Ken Moffat wrote:
On Sun, Jan 21, 2018 at 04:58:22AM +0000, Ken Moffat wrote:
I'll be putting rustc-1.23.0 into the book soon
Or maybe I won't. I've had weird rust panics when building as a
user (unrepeatable), and building as root (only advisable if you
have good backups!) several builds where my package script exited
with good status after the build (or after the tests). The previous
versions (1.21.0, 1.22.1) had none of those issues.
So, I was not especially *happy* about putting this version into the
book, but resigned to it. I had previously measured a build (time,
space), but I forgot to check the size of the ~/.cargo files. Also,
it occurred to me that if root installs after a user build, root
might need to download some of the cargo files (in fact, root
downloaded all 235MB of them in my case).

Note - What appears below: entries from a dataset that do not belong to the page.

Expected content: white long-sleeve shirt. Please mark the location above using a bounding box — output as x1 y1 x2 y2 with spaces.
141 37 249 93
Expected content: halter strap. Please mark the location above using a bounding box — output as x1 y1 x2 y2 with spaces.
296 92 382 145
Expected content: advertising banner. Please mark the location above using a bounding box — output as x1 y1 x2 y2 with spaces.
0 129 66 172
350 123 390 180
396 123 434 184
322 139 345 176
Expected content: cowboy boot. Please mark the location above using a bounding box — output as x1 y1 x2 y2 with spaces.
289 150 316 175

But when I became root and tried a DESTDIR install a LOT of extra
time was spent building the various cargo files (so far, so
annoying) and then the install eventually failed because libssl2 was
missing. Trying to do a real install then failed in the same way,
so I reinstalled in an all-root build, without adding libssl2.
Until that time I had never heard of libssl2, and I've no idea why
it was suddenly needed. But this series of issues makes me distrust
this version of rustc.
But Bruce built 1.23.0 as a user and then installed as root without
any problems (apart from with an unset DESTDIR variable when he
wanted to do a real install), and without root downloading cargo
files or apparently rebuilding them.
Looking at other distros -
gentoo : Still on 1.19.0, they will have to change if they add
firefox-58.0 or latest librsvg.
debian : 1.23.0 moved into sid (unstable) two days ago. I can't see
anything special in what they do, but I think they do DESTDIR
installs which are then packaged up.
arch : Using 1.23.0, but everything in arch is a DESTDIR install.
fedora : No idea, I couldn't find it - their rustc seems to be
something entirely different. Maybe they use previous rust to build
current rust.
The problem with putting a DESTDIR install into the book is that it
uses over 460MB of extra space.
I think I'm going to look more deeply at rust-1.22.1, particularly
at whether it seems to build reliably as a user with a root DESTDIR
install, and whether or not it is good enough for new librsvg.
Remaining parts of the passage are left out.